Donald Trump will soon participate in a fundraiser at the former home of 1964 Republican presidential nominee Barry Goldwater, and the conservative icon’s widow isn’t happy about it.
“I think Barry would be appalled that his home was being used for that purpose,” Susan Goldwater Levine told the Washington Post.
“Barry would be appalled by Mr. Trump’s behavior,” Levine added, describing Trump as “unintelligent and unfiltered” with a “crude communications style.”
“And he’s shallow — so, so shallow,” she said.
Trump reportedly asked the owners of the home in Paradise Valley, Ariz., if they would be willing to host himself and several top GOP donors over the weekend as he seeks to raise money for his general election campaign and the Republican National Committee.
“Barry was a good, solid Republican and was conservative,” Robert Hobbs, who purchased the home in 2000 and agreed to Trump’s request, told the Post. “I’m not sure that Donald Trump is conservative, but he’s who our nominee is.”
Hobbs said Levine was “entitled to her opinion” but that her late husband “was a Republican and Donald Trump’s a Republican, and we’re going to support whoever the Republican nominee is.”
Trump has often been likened to Goldwater, whose insurgent presidential campaign disturbed many Republican leaders and led to an attempt to block his nomination at the 1964 convention. Others claim Goldwater’s deeply held conservative beliefs set him squarely apart from Trump – a candidate who, less than two decades ago, described himself “more as a Democrat.”

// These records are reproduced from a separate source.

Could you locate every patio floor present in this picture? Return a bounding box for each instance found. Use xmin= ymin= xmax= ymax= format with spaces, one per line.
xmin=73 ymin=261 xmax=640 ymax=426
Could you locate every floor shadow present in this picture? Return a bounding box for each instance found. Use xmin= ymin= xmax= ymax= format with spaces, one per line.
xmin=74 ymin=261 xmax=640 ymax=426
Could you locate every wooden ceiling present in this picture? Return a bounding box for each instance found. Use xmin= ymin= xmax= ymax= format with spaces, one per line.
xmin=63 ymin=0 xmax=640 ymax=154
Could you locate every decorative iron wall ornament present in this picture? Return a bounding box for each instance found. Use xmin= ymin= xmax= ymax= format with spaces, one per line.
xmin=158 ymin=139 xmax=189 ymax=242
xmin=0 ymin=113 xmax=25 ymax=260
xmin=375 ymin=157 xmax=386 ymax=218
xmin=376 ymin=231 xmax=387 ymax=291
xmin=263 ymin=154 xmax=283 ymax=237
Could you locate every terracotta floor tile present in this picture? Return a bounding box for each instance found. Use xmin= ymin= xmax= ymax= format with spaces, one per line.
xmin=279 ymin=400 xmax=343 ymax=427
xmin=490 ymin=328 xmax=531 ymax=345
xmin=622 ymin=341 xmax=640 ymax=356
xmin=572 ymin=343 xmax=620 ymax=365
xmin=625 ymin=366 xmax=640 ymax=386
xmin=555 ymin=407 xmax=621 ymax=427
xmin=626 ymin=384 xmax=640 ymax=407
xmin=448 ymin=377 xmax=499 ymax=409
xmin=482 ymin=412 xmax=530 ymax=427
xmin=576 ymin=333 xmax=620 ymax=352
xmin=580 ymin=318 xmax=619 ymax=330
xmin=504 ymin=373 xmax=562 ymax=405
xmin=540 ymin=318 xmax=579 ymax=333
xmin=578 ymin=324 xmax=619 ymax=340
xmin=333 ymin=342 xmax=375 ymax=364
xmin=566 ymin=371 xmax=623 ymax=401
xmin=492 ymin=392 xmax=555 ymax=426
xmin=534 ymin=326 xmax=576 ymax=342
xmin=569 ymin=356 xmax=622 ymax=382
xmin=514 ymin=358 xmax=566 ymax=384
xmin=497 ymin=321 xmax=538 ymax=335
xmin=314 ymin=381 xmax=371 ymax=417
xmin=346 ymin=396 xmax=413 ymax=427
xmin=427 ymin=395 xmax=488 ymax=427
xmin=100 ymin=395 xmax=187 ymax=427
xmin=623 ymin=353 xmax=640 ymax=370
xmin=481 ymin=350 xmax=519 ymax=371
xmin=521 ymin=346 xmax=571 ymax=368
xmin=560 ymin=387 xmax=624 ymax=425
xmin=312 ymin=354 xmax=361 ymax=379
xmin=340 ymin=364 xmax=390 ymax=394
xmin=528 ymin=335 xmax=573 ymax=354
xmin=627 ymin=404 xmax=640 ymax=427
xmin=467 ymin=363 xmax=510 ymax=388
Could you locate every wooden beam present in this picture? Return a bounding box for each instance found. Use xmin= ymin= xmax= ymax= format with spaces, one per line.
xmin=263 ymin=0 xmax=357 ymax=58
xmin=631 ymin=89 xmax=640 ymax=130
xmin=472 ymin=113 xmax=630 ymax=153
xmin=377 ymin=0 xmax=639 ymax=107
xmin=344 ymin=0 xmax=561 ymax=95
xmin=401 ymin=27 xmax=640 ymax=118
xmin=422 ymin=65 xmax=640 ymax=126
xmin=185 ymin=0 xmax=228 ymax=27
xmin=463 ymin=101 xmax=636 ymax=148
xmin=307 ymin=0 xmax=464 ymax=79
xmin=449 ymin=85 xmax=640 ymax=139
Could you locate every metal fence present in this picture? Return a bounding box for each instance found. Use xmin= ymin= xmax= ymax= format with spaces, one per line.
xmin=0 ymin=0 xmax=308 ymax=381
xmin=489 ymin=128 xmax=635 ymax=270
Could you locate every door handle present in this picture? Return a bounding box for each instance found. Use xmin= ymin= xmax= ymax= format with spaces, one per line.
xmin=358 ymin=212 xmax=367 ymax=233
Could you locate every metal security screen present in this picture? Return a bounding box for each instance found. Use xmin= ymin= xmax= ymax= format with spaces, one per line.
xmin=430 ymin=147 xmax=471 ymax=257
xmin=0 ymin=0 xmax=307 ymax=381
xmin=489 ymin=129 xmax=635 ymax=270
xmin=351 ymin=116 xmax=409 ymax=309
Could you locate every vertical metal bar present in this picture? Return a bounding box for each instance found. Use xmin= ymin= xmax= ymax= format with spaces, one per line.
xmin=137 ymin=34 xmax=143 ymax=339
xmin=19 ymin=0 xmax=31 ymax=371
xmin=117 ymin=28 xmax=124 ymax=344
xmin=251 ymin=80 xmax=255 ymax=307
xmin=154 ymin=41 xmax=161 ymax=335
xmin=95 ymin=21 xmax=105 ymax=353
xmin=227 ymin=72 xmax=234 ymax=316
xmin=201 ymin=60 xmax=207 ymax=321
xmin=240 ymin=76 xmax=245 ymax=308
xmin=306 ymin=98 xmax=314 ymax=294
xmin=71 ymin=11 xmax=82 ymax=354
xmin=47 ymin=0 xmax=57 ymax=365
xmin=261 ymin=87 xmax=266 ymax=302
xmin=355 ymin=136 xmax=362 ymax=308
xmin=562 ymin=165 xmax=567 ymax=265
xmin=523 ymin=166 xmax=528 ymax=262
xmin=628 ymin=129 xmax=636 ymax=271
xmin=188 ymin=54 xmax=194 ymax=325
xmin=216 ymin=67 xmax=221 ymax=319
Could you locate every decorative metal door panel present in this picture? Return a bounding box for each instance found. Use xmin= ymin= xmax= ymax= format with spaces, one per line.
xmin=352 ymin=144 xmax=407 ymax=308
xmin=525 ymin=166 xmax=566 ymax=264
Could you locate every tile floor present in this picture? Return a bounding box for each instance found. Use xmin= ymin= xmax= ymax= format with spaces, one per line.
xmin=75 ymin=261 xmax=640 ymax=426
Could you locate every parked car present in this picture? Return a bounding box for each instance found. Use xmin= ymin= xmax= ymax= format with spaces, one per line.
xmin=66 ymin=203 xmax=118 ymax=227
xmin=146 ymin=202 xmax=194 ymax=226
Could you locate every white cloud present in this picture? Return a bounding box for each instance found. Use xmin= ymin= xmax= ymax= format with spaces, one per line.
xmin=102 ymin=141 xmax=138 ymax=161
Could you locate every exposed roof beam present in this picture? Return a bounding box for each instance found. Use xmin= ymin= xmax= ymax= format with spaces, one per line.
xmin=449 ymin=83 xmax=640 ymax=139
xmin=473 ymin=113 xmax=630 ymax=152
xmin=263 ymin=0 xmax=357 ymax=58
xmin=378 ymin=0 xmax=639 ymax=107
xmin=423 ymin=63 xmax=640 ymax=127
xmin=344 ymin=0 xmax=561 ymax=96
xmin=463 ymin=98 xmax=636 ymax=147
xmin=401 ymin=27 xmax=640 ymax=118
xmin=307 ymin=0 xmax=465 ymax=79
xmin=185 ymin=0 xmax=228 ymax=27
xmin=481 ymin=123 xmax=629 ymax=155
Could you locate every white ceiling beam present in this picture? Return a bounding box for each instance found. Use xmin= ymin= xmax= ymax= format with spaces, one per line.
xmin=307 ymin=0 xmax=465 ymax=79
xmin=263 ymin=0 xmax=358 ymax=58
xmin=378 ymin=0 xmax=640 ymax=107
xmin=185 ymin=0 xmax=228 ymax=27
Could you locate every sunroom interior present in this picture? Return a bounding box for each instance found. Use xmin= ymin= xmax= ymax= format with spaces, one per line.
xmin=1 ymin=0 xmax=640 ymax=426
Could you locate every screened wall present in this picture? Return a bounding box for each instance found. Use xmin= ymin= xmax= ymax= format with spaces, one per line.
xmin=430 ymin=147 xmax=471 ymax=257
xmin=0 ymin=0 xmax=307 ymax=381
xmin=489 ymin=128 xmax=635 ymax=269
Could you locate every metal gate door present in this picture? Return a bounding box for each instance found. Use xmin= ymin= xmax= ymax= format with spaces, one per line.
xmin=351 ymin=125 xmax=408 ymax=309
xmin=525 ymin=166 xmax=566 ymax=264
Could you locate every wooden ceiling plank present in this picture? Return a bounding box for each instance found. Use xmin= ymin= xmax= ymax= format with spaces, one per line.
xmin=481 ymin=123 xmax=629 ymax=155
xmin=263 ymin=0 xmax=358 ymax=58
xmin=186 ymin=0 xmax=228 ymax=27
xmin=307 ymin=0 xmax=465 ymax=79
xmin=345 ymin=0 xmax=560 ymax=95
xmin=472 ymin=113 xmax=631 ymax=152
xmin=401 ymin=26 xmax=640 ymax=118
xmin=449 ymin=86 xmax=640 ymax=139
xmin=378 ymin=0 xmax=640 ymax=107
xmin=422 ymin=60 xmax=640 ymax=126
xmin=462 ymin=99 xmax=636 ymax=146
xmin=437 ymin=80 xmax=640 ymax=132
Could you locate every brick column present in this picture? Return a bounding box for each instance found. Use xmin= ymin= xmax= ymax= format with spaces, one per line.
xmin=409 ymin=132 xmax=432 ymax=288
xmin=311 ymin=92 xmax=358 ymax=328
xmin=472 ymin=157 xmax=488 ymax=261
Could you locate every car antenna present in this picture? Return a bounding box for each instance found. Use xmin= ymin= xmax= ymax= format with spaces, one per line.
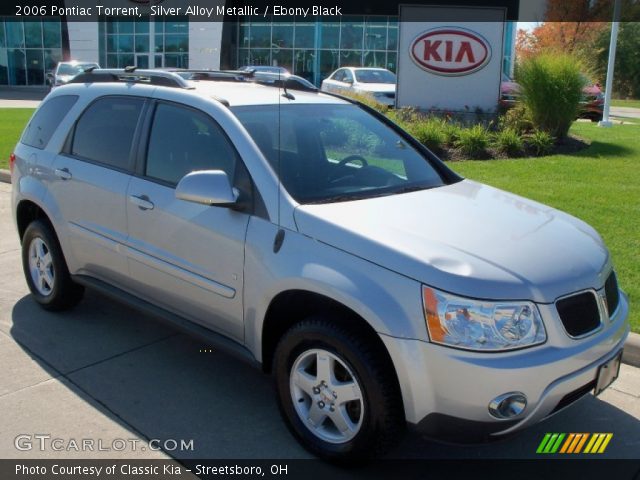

Levine called such comparisons “crazy and inappropriate.”
“Barry was so true to his convictions and would never be issuing these shallow, crude, accusatory criticisms of the other party or the other person,” she said. “No matter how he was feeling, he would conduct himself with dignity and pride — because as the candidate or as the president, it’s required.”
The latest fundraiser organized by Trump and the RNC is expected to attract steadfast Trump supporters like former Arizona Gov. Jan Brewer and State Treasurer Jeff DeWit, who chairs the presumptive Republican nominee’s campaign in the Grand Canyon State. Tickets to the event reportedly range from $2,700 to $25,000.
Trump is slated to hold a campaign rally in Arizona on Saturday shortly before he attends the private fundraiser at Goldwater’s former estate.